Tabachnick and Fiddell (2013) also stated that the third way outliers occur is through a participant that is not in your intended sample, being a member of sampled population. This issue was eradicated by the selection criteria of the NGB staff and additionally by the contact method used via the individual’s personalised emails, which meant that an unintended response was not possible. Results were only received from intended participants, but the distribution across the sample itself included some extreme values, as well as, the predominantly normal distribution.
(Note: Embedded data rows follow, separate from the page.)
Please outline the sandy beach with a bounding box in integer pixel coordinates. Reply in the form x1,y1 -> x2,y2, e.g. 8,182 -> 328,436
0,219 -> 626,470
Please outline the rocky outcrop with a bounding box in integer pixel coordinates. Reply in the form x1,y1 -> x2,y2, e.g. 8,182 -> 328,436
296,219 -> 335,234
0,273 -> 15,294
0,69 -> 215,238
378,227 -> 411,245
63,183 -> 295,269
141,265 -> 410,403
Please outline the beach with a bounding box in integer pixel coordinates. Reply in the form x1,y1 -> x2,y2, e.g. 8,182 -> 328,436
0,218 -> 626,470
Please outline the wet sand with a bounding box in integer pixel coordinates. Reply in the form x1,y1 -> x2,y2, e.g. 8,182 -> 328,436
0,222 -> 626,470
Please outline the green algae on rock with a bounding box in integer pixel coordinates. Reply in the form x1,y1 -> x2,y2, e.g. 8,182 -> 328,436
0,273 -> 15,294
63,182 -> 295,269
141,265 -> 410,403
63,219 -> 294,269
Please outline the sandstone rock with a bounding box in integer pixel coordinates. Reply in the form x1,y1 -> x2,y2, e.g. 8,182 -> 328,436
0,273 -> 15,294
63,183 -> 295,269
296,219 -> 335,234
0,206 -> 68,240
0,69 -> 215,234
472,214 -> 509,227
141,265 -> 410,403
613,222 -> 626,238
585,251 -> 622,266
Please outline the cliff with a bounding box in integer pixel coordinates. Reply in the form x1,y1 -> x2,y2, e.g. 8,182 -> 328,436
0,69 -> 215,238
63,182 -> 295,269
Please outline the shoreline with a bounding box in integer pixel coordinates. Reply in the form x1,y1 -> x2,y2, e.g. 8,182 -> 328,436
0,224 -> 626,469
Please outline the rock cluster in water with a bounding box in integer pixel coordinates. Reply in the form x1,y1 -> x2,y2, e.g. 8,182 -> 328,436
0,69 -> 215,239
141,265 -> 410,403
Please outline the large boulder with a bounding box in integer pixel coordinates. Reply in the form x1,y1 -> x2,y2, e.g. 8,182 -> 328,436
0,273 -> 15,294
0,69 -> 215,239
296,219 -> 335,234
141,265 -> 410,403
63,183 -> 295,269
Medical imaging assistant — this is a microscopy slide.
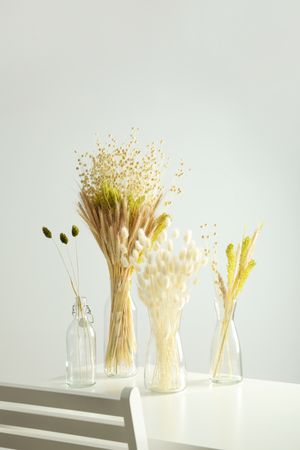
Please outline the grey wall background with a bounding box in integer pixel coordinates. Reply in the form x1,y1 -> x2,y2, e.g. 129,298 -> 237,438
0,0 -> 300,383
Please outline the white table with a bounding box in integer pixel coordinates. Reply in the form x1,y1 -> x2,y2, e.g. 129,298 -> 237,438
47,369 -> 300,450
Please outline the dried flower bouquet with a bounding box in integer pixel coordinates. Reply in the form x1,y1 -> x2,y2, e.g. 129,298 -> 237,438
77,131 -> 182,376
211,226 -> 262,382
137,230 -> 206,392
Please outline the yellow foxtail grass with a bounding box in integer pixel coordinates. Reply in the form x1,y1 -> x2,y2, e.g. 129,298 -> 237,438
211,226 -> 262,378
77,130 -> 182,375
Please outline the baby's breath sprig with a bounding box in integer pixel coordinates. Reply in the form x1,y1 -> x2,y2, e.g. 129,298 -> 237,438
42,225 -> 80,299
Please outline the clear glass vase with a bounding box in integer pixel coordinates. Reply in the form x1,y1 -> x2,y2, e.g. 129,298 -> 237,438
66,297 -> 96,387
210,296 -> 243,384
104,272 -> 137,378
144,307 -> 186,393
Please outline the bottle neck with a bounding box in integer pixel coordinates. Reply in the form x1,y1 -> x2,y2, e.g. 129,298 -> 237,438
215,296 -> 236,321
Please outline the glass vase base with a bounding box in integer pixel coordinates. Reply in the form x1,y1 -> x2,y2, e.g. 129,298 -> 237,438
210,374 -> 243,384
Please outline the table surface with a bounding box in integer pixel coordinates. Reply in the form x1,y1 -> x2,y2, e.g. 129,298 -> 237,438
43,369 -> 300,450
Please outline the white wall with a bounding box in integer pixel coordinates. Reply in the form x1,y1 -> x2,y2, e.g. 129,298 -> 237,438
0,0 -> 300,383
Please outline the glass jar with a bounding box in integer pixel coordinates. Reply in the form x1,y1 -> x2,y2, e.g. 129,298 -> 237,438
210,296 -> 243,384
66,297 -> 96,387
144,307 -> 186,393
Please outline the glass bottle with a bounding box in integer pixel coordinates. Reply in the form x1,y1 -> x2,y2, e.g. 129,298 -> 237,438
144,307 -> 186,393
66,297 -> 96,387
104,284 -> 137,378
210,296 -> 243,384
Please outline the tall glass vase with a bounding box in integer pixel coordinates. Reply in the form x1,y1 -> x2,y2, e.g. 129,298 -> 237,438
144,307 -> 186,393
104,268 -> 137,377
210,296 -> 243,384
66,297 -> 96,387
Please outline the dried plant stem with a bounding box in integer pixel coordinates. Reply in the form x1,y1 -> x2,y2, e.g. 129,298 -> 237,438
212,303 -> 235,378
105,266 -> 136,374
149,308 -> 181,392
51,238 -> 79,298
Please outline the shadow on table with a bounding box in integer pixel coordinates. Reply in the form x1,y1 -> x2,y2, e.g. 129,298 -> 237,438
149,439 -> 217,450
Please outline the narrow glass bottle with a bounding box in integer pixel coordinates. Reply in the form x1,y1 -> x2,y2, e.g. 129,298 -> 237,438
66,297 -> 96,387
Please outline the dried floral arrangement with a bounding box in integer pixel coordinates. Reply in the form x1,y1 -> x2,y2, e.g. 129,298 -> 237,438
42,225 -> 80,300
135,230 -> 207,392
77,129 -> 183,375
209,225 -> 262,378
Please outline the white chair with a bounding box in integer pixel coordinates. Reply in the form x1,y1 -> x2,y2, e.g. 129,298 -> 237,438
0,384 -> 148,450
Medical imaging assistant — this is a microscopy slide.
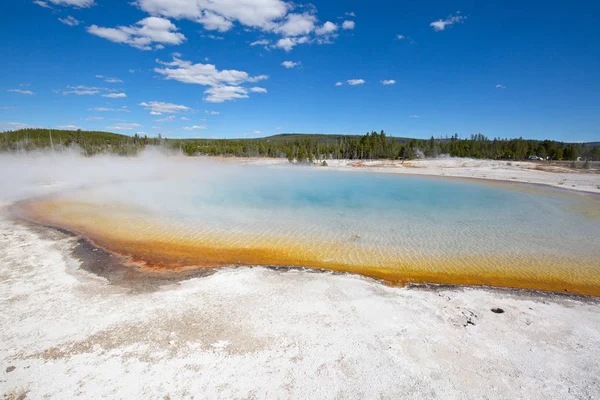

This could be since
individuals from the selected population, had a range of experiences, alongside other organisational or personal factors that may have influenced the scores. This resulted in some individuals not having opinions or viewpoints that fell within the normal distribution. For example, some NGBs were not part of the London 2012 Games, meaning their attitudes and opinions were different, compared to the typically normal responses seen within the data set.